I don’t think an open-source project really needs usage analytics, because users can already get in contact with you and mention what they like/dislike about your product and what changes they expect.
Developing an early-stage open source project is like walking in the dark: you’re probably the only user giving honest feedback about pain points and why the project sucks. With SaaS startups, you can slap Google Analytics on top and get a hint on where your typical user gets freaked out and leaves.
We are developing a service called Metarank, an open-source tool to do search-category-listing-recommendation personalization. It’s a self-hosted backend service with no UI and no SaaS version, and the feedback we usually observe looks like this:
What were other 990 Metarank users doing? Are they happy users and have no issues? Or maybe they spotted a bug and never ever attempted to use the service again? We have no idea and too many questions:
- Which geographical market should we focus on? We’re EU based, so should we go for other EU companies?
- Are people using rare features? Which part of the service should we polish the most?
- What is the last action made before a user throws Metarank out of the window?
A common way to understand what these shadow 990 users are doing is usage tracking. An app periodically phones home and reports how things are going, with different levels of granularity and privacy intrusiveness:
- Grafana: anonymous stats on used features, opt-out.
- Gitlab: non-anonymous stats, opt-out.
- Kong: anonymous error reports, opt-out.
- gcloud cli: anonymous usage data, opt-in.
- warp: non-anonymous, opt-out.
Community projects usually don’t care much about feedback; large enterprises already know what users do and want, but small companies have no other way to harvest feedback.
How often do you personally provide feedback to open source project maintainers?
– Why does X send a 1Mb payload to a Chinese IP address every minute?
– Oh, it’s just a version update check!
(A HN wisdom)
There are other shady options to implement tracking, but without clearly stating that tracking exists:
- Version update check on each startup: the same tracking, but with a different official name and reason.
- Sentry-style stack trace and exception collection in case of errors and warnings. With a sufficient number of triggered warnings across the code (which are only logged to Sentry, and not stdout), it can provide the same amount of analytical information as regular tracking.

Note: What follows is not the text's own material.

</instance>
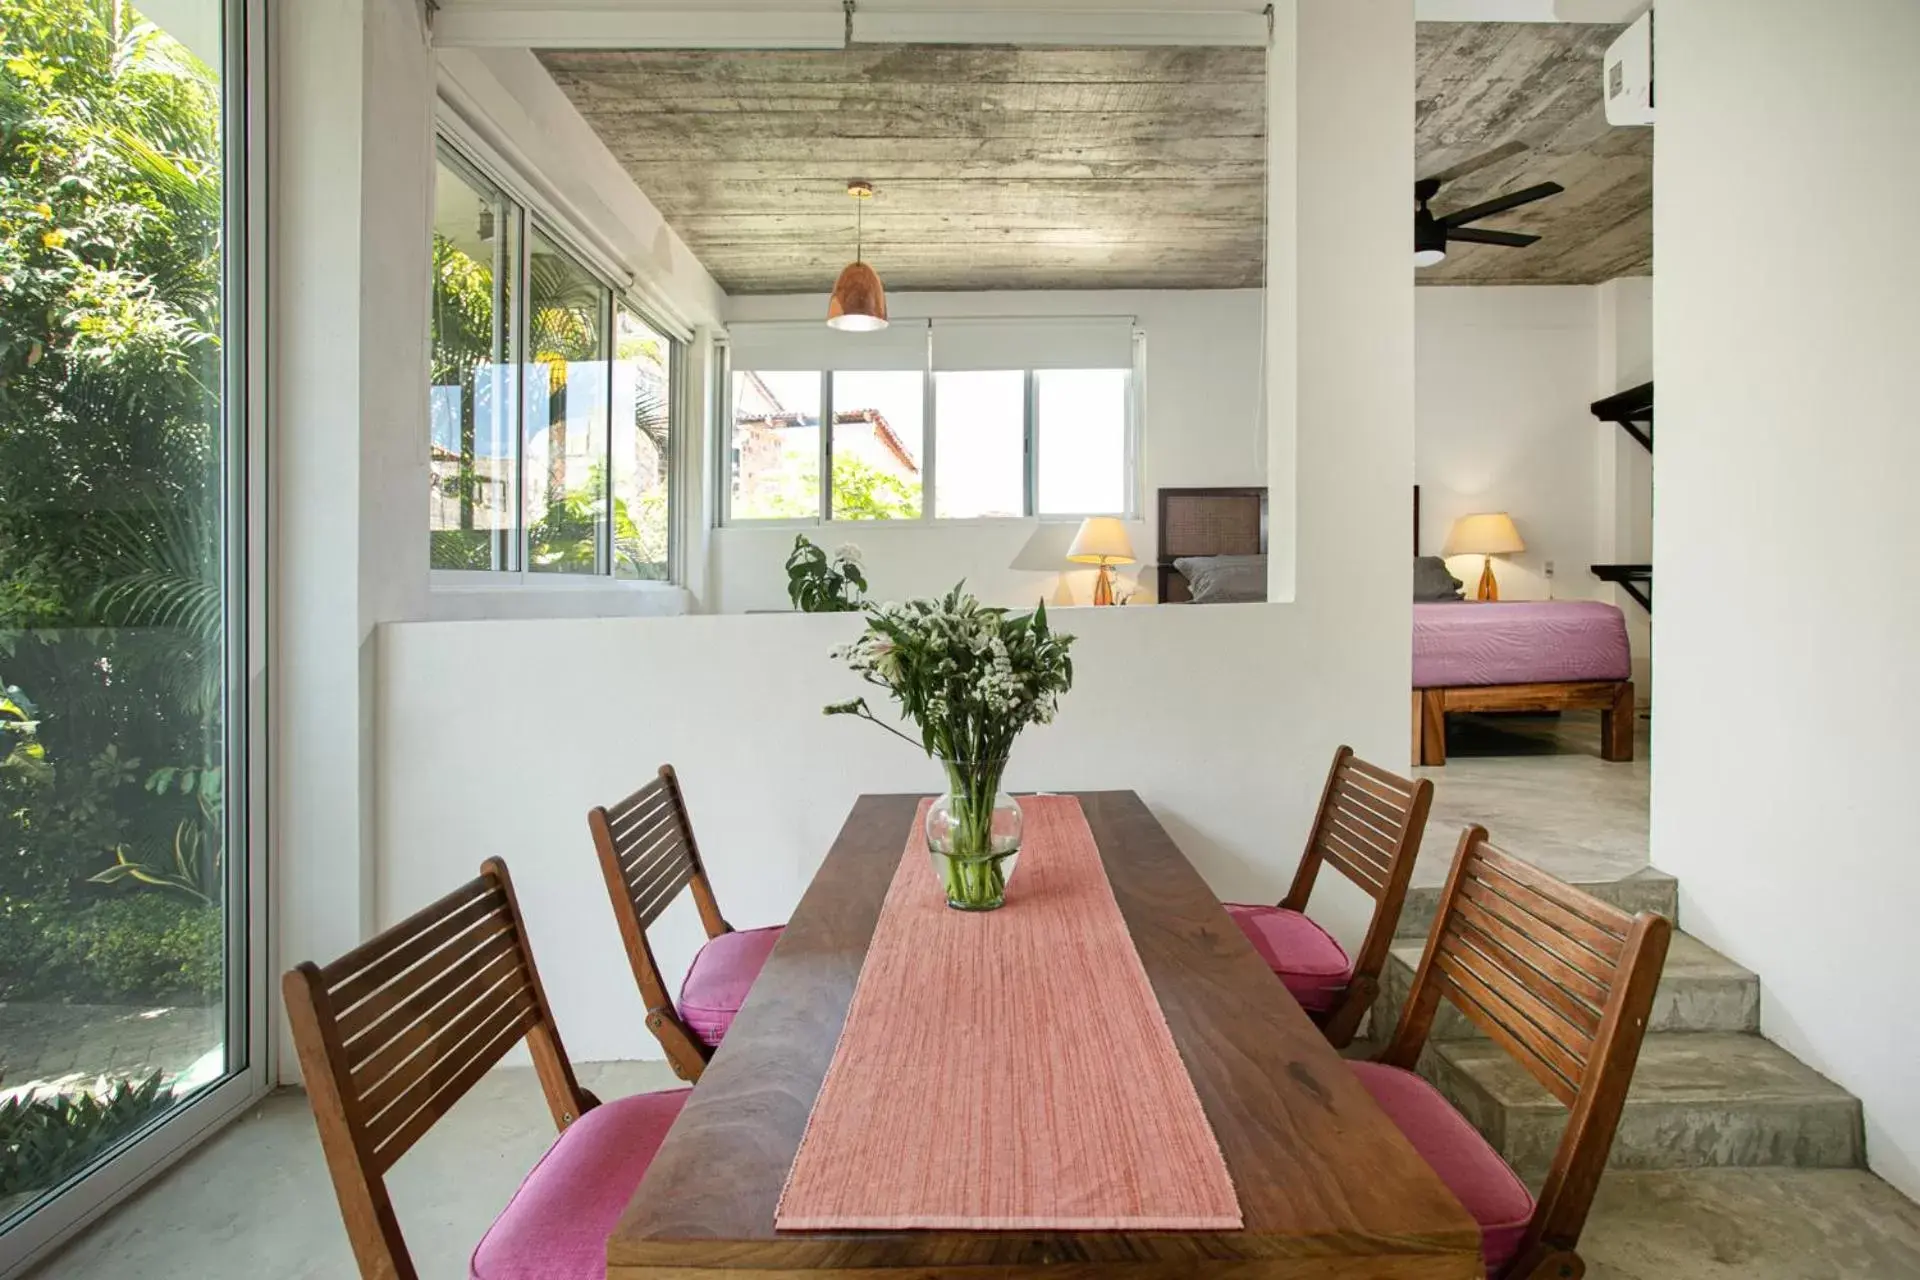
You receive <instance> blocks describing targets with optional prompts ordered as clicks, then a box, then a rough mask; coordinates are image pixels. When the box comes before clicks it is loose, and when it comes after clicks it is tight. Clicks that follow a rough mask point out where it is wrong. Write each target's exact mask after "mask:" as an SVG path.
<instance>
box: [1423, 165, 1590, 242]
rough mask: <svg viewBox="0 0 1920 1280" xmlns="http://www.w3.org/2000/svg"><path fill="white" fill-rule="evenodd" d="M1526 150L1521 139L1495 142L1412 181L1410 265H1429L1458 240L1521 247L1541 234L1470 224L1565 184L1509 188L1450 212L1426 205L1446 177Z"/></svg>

While sneaky tracking methods do work, be prepared to get uncomfortable questions from your users.
In Metarank, we’re trying to be as nice as possible with this delicate question:
- We track both usage analytics and error reporting, and it can be separately toggled in a config file and has a separate chapter in docs:
- The analytical payload has no IP and personal information:
- The API accepting payloads is open-source and does not store IP addresses.